Legislature enacts Diamond bill to ban handheld devices while driving
AUGUSTA — The Maine Senate on Thursday enacted legislation to ban the use of handheld devices while driving. The bill was enacted unanimously with a voice vote.
Maine law already prohibits texting while driving, but other uses of handheld devices are legal. That discrepancy makes enforcement of the anti-texting law nearly impossible.
The bill — LD 1089, “An Act To Prohibit the Use of Handheld Phones and Devices While Driving,” sponsored by Sen. Bill Diamond of Windham — bans the use of handheld devices, except to communicate with law enforcement or emergency responders. It would allow the use of hands-free devices, devices secured to the dashboard, and cellphones set to a hands-free mode.
“This is a huge win for highway safety,” said Sen. Diamond. “Motorists and pedestrians alike will be safer when drivers keep their eyes on the road — not their phones. By minimizing distracted driving, we will reduce the number of crashes and save lives.”
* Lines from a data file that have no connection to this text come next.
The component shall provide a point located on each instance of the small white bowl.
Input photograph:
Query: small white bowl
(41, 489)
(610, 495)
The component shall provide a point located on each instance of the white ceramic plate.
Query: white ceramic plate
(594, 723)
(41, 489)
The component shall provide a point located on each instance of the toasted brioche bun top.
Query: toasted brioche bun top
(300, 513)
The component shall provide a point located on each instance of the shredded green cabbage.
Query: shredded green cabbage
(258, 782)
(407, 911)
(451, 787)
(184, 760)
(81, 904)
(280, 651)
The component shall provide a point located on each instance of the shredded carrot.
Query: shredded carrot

Pat Moody from the American Automobile Association (AAA) testified in favor of the bill earlier this year, saying that the current spike in highway fatalities is directly attributable to cell phone use. Additionally, use of any handheld device quadruples the chance of a traffic accident. The AAA enthusiastically supports the bill.
Sen. Diamond has been an outspoken advocate against distracted driving. He sponsored two bills, both of which signed into law, banning texting while driving and making distracted driving a moving violation.
The bill now goes to Gov. Paul Lepage, who has 10 days to sign it into law, veto it, or allow it to become law without his signature.